Saturday, September 6, 2008

A Very Lucky Girl

I'm reading Abigail Carter's "The Alchemy of Loss" and bawling my eyes out on every other page.  I can't tell if I am moved because I empathize, or if I'm moved because it's really good writing, probably both.  (I met Abby at the Healing Center, her husband, Arron, died in the World Trade Center.)  I just finished reading the part where she's getting ready to go back to work, and she is dreading the faces.  The faces that say, "I ache for you but I have no idea how to express it." Or as Abby puts it, "that look of desperation in someone's eyes, willing me to tell them everything was fine.  But it was not fine and it would never be fine."

Abby details the thoughts she had of her husband's last moments of life and the recognition of regrets and physical pain he must have had.  This wrecked me.

I read an article today in the online NY Times entitled, "For the Brain, Remembering Is Like Reliving."  Without the scientific data or fancy degree in science, I could have written the article.  I am typing Michael's journals into the computer to take with me to Italy.  I'm hoping they will help my brain relive some of the memories and I will be inspired to write.  Mentally, I don't think I am taking it in.  I'm in such a hurry to get it all done before I leave and I am mechanically trying to decipher his handwriting.  I'm not taking the time to understand the meaning behind his words.

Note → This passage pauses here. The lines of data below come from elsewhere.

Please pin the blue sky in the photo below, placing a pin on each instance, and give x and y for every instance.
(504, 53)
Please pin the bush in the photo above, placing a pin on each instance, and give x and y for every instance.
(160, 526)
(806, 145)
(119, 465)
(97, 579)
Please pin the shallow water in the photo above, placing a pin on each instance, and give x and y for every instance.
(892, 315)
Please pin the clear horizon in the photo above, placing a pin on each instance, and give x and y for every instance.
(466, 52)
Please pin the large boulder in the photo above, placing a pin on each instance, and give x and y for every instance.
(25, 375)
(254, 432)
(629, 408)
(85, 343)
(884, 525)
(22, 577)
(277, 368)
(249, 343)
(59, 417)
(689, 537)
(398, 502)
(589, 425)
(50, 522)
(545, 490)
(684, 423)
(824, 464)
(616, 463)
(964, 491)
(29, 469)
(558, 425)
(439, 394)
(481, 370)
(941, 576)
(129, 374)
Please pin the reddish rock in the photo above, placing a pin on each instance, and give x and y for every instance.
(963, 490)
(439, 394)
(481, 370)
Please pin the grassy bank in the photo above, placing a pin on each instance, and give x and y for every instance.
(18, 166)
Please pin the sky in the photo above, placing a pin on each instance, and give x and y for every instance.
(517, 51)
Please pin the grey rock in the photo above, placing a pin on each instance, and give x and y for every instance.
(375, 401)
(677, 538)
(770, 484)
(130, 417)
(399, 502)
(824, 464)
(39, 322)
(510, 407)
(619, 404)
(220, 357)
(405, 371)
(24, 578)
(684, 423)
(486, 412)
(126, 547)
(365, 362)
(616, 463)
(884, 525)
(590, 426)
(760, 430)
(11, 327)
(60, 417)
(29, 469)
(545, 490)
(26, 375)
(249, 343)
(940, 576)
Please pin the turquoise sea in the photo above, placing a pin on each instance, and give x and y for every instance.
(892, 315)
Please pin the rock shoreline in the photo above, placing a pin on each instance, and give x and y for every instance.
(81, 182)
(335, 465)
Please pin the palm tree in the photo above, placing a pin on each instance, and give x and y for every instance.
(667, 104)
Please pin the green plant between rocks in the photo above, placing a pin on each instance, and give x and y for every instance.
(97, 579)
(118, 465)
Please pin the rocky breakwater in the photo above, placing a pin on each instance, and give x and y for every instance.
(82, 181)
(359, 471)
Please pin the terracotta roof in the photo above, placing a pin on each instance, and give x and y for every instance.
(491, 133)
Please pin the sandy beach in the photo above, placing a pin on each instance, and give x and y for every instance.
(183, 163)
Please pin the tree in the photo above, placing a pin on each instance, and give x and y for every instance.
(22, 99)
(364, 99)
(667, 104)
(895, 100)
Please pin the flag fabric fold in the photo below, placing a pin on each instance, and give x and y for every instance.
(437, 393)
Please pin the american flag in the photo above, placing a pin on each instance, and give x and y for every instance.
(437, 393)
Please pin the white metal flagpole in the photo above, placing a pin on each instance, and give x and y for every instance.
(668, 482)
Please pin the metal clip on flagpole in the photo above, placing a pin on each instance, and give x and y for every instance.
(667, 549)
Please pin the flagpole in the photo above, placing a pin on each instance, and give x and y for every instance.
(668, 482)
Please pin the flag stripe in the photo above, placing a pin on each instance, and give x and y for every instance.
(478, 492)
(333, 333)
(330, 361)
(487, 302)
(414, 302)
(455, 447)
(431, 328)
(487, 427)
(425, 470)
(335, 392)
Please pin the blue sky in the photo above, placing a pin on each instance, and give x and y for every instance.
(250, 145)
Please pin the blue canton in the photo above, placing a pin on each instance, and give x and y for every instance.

But my body is remembering.  I feel the burn between my shoulder blades and the dull ache in my bones.  I feel wasted, even when I've done very little. 

I didn't expect this to be easy.  I expect it to be excruciating.  So why am I doing it?  Martyrdom?  Masochism?  I don't think it's either.  First of all, I am giving myself plenty of room to breath, in Italy of all places, for 3 months!  Surely that's not masochism.  Second, I am writing this book for myself (if other's should come to enjoy it-great, but not the goal), a cathartic adventure of sorts.

According to the online Merriam-Webster Dictionary, the word Catharsis is New Latin from the Greek word katharsis, from katharein to cleanse and katharos, to purge.  The fuller definition is "a purification or purgation of the emotions (as pity and fear) primarily through art; that brings about spiritual renewal or release from tension; elimination of a complex by bringing it to consciousness and affording it expression."  

This is why I'm going to Italy to write "The Book."  And I expect there will be a lot of tension before there is a release or renewal.  The goal is not to escape, or move to Italy (as some of you are fantasizing about), or to find a husband (as some of you have feared).  I hope that by bringing forward Michael's life and my experiences in it, that I will afford it the expression that will help me release and renew.  Forgive me it I struggle through this process initially and take you along for the ride.

"You're a very lucky girl," a dear friend of mine keeps reminding me, and as I doubt myself along the way, it is a mantra that stirs me on.